During plot number 8:

arc_plot: /home/jin/source/arc_plotter/include/chia/bitfield.hpp:156: int64_t bitfield::count(uint64_t, uint64_t) const: Assertion `start_bit <= end_bit' failed. ./arc.sh: linia 1: 7854 Przerwane (zrzut pamięci) ./arc_plot -n 125 -c -f -t /mnt/RAID/ -2 /mnt/ramdisk/ -d /mnt/DYSK/

smartbitcoin commented 1 year ago

it's highly possible now that your /mnt/RAID which store the tmp file have instability issue if the plot file pile up in that driver. how fast your copy plot file from /mnt/RAID to your dst /mnt/DYSK? for regular SSD, like you have 2x 1T, if it's occupancy is high, then it's performance slow down which cause the write error and later read fail. so please make sure your plot file mv out from /mnt/RAID before you continue plot.
Staging design on your system is the key to get a stable plotting. If you have 3090ti, the new version 0.7 will be much faster. and also require even higher continuous SSD sequential R/W performance. I use 3 pcie 4 SSD as raid0 and fstrim it every time after a plot move out. btw, GPU plotting don't need ramdisk so -2 can skip. If your SSD is heavily used before , you can also check it health status by sudo smartctl -a /dev/nvme1n1 etc to confirm the SSD have no errors.

if smartctl don't detect any error, the way to make your SSD ready for plot is: sudo rm /mnt/RAID/* ; sudo fstrim /mnt/RAID ;

you can put all those into a bash shell like this:

#!/bin/bash
for i in {1..10}
do 
  # just run one plot and leave final plot file in tmp drive.
  echo "start plot " ${i}
  ./arc_plot -r 32 -G -n 1 -c  -f  -t /mnt/RAID/ -d /mnt/RAID
  # sleep few second
  sleep 3
  # move plot file to destination.
  echo "move plot " ${i}
  mv /mnt/RAID/*.plot /mnt/DYSK/
  sleep 3
  # clean up tmp drive for next plot.
  echo "clean up tmp drive"
  rm /mnt/RAID/* ; sudo fstrim /mnt/RAID ;
done

above example is just for reference, you can add more stuff into it. also keep in mind , if you wana run a shell with sudo, you should add your self into sudo group and set it to ignore the password, or just run it as root.

WillBVT commented 1 year ago

Hey there,

Thanks a lot for your responses, much appreciated.

So far I haven't detected any issues with my memory and cpu stability, running the usual tests. I haven't had issues running hundreds of plots with BB or MMX on the same system. Arc_plot times are quite a bit better though for cpu plotting.

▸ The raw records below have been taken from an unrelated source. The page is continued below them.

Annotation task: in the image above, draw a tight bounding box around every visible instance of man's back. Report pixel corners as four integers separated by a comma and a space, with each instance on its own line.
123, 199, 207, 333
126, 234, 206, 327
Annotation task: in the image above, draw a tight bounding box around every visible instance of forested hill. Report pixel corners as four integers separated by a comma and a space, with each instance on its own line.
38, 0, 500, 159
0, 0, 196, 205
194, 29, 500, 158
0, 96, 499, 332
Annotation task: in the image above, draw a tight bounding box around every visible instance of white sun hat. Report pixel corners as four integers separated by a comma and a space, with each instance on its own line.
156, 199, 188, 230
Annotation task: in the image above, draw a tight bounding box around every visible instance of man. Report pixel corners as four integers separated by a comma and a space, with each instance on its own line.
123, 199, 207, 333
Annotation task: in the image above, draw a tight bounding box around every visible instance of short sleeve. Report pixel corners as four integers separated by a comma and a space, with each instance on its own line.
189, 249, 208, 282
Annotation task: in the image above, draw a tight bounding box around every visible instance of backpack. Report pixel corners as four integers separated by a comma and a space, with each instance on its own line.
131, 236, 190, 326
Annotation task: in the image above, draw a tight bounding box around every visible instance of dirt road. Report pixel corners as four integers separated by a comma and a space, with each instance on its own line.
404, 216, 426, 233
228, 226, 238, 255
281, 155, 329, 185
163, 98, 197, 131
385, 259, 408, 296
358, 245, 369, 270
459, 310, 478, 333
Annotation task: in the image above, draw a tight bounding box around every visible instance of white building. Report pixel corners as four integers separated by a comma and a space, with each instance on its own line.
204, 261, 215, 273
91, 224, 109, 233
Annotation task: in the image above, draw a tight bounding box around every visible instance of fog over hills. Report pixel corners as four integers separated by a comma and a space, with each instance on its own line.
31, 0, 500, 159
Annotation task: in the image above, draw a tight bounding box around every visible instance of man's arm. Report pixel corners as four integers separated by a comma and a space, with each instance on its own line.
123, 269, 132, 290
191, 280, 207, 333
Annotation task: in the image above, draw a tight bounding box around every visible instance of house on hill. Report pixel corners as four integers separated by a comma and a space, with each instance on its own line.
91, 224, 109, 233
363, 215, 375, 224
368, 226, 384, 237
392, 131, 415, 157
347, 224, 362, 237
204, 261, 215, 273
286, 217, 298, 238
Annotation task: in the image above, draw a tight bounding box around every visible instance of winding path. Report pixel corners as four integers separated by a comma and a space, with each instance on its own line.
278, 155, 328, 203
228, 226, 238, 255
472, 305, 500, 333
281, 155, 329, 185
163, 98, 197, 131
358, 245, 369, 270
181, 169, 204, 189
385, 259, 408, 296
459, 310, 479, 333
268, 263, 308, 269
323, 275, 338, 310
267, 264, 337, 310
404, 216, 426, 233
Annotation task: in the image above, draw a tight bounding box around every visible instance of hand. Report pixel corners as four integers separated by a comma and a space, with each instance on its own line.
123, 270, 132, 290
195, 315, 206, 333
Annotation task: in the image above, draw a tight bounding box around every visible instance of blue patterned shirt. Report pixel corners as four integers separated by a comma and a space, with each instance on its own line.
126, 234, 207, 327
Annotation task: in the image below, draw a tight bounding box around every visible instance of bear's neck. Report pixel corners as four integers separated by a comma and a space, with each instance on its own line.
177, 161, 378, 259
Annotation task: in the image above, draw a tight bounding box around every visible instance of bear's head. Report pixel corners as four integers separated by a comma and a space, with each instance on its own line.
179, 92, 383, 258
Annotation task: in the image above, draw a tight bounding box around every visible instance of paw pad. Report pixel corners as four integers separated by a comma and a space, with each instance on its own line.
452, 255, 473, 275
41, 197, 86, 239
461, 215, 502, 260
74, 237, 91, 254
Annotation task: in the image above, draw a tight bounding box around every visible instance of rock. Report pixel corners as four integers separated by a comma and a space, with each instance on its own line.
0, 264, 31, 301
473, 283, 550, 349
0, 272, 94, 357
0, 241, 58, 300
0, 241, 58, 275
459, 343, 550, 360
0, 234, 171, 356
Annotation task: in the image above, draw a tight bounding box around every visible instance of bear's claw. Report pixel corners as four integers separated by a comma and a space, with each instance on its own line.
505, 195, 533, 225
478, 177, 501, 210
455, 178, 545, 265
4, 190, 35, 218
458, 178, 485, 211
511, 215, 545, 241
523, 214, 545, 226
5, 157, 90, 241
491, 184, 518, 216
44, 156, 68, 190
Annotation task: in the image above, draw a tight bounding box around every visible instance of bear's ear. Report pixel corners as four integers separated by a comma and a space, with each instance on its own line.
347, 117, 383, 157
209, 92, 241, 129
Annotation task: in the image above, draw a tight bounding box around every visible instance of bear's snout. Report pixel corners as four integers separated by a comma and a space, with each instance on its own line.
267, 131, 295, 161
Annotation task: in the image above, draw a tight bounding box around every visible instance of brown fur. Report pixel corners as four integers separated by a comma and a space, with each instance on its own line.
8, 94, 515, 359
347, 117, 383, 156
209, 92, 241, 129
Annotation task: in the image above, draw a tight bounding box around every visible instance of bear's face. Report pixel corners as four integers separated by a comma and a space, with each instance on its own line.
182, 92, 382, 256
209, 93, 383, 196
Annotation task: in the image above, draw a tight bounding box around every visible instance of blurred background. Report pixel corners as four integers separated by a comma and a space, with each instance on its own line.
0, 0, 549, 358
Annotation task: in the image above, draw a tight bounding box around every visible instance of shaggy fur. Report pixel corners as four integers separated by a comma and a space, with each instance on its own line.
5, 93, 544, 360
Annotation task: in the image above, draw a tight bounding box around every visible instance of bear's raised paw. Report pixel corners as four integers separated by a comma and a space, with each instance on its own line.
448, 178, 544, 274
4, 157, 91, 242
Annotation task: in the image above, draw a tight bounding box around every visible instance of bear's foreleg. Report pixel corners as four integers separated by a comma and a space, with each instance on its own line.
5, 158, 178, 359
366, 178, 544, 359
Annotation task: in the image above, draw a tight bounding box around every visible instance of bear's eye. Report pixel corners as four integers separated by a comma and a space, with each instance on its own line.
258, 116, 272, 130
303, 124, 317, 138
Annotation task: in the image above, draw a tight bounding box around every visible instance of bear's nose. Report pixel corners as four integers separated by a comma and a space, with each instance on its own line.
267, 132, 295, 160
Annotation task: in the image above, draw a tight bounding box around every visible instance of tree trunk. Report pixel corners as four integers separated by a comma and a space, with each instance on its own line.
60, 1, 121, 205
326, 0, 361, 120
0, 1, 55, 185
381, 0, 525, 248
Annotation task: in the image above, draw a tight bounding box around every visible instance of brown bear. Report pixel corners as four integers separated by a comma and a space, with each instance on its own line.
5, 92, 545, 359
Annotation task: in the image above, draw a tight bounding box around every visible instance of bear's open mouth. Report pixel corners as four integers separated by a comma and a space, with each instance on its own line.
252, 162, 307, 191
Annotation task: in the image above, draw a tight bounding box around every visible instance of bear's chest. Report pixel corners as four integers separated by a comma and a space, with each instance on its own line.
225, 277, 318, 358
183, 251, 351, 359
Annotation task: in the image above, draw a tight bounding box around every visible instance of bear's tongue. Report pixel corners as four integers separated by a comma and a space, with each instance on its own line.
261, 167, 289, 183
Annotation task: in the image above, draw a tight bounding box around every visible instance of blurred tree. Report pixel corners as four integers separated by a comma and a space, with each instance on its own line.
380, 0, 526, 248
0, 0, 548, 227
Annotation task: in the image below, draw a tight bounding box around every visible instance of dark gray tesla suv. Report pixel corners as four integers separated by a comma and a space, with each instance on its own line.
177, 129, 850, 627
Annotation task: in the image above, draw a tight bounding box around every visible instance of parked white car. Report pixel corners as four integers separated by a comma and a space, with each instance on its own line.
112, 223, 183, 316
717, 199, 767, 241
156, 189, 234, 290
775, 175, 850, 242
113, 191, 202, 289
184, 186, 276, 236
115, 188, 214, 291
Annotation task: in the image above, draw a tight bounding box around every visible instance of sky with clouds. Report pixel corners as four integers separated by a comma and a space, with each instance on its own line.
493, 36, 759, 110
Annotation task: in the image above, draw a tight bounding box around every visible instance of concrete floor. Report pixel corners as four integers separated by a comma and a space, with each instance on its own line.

As you suggested I tried running with a mounted Ram disk rather then the -R parameter but it doesn't seem to make a difference. I also tried setting final directory to my second SSD array and using my -t as stage so the plot transfer was only taking about 1.5 minutes. This also doesn't seem to help.

When I get some time I may try a version of the script you suggested above and report back.

Thanks again!

smartbitcoin commented 1 year ago

Over burned SSD is like a HDD have bad sector. most plotting instability is b/c aged SSD have issue. above script is for help refresh your old SSD and remove all fragment and re-trim it for plotting task. but SSD will still eventually die if aged too bad.